古代の星々は原子質量260以上の超重元素をうみだしていた
宇宙の錬金術(r過程)では、どれほどの重さの原子が作られるのか?
答えを得るため研究者たちは、r過程の研究で良く使用されている42個の初期の星々に含まれる元素を観察しました。
(※特にルテニウム、ロジウム、パラジウム、銀の比率が調査されました)
初期宇宙では、まだ大量の星が大量の核融合を繰り返し宇宙にばらまくという過程が進んでいないため、金属元素があまり存在していません。

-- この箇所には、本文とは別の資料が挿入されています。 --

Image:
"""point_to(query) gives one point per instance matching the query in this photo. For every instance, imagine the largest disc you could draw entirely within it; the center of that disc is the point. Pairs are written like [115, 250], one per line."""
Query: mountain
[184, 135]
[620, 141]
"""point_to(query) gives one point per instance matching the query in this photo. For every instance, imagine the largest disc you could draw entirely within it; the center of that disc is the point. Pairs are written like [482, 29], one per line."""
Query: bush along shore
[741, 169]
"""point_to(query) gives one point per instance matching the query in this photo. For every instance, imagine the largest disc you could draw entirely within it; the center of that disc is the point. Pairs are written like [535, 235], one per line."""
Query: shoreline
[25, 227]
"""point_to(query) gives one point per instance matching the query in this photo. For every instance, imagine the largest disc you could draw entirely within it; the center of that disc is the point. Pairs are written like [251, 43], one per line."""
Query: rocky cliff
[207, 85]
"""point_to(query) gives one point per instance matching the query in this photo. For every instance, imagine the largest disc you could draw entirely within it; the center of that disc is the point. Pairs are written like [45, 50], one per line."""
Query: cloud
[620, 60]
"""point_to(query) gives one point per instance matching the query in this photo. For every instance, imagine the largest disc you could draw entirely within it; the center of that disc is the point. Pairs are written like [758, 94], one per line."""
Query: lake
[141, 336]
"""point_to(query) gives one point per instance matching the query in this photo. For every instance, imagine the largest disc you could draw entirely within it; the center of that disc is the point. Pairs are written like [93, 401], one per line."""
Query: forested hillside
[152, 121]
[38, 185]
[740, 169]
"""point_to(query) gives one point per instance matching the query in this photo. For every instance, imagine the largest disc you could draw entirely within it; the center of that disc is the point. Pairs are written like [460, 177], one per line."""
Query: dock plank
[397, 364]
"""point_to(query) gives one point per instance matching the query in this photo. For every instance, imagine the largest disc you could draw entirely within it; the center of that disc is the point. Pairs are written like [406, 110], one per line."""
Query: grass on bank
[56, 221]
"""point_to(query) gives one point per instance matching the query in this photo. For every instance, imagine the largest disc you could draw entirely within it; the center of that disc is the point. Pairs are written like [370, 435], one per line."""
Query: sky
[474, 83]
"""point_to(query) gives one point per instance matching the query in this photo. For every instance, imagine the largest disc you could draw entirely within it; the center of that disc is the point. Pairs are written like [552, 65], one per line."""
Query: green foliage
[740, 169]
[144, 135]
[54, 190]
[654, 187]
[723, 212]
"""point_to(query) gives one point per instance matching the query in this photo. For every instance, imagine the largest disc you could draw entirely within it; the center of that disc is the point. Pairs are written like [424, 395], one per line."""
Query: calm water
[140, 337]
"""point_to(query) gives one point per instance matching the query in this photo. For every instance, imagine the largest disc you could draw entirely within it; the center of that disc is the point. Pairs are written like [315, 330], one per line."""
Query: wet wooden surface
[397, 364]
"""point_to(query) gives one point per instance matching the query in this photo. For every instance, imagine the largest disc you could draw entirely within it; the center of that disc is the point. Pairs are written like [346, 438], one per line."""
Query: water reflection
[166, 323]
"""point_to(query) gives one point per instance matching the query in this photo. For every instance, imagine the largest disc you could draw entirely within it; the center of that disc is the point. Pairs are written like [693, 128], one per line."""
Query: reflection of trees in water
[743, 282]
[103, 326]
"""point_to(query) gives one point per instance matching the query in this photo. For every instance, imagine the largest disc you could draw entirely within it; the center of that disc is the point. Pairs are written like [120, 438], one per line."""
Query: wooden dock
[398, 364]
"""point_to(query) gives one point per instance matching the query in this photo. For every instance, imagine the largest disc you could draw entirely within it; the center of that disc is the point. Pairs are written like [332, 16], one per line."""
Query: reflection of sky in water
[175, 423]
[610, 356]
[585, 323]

そのため非常に金属の欠乏した低金属星となっています。
ところが、こうした低金属星を調べるとなぜか重元素は含まれていることがあるのです。
こうした重元素はr過程で作られた元素であると考えられるため、r過程でどのような元素がどの程度作られるかということを調べる際に利用されるのです。
先に述べたように、r過程によって作られた中性子山盛りの原子は、その後の安定化によってより安定した質量の元素へと変化していきます。
そのため理論的には、星々に含まれる元素のパターンを調べることができれば、母体となる中性子山盛り原子の正体(質量)を調べることが可能となるはずです。
ただ単独の星からのデータだけでは十分な情報量にならないため、今回の研究では42個の星々の観測値をまとめて分析することにしました。
すると、特定の元素のパターンがあることが判明します。
それのパターンは銀やロジウムなど、周期表の中央付近にリストされている元素が、ベータ崩壊や中性子放出によってではなく、核分裂(3つ目)によって生成された重元素である可能性を示していました。
この結果は、r過程によって少なくとも分裂前に260以上の原子質量を持つ元素が生成されていた可能性を示しています。
研究者たちは、この260という原子質量について「非常に興味深い事実です。なぜなら、核兵器実験であろうと、宇宙や地球上の自然界であろうと、これほど重いものはこれまで検出されていなかったからです」と述べています。
もし原子質量260がr過程で生成される最大質量であるならば、その理由を調べることで、宇宙法則の最も基本的な部分を理解できるでしょう。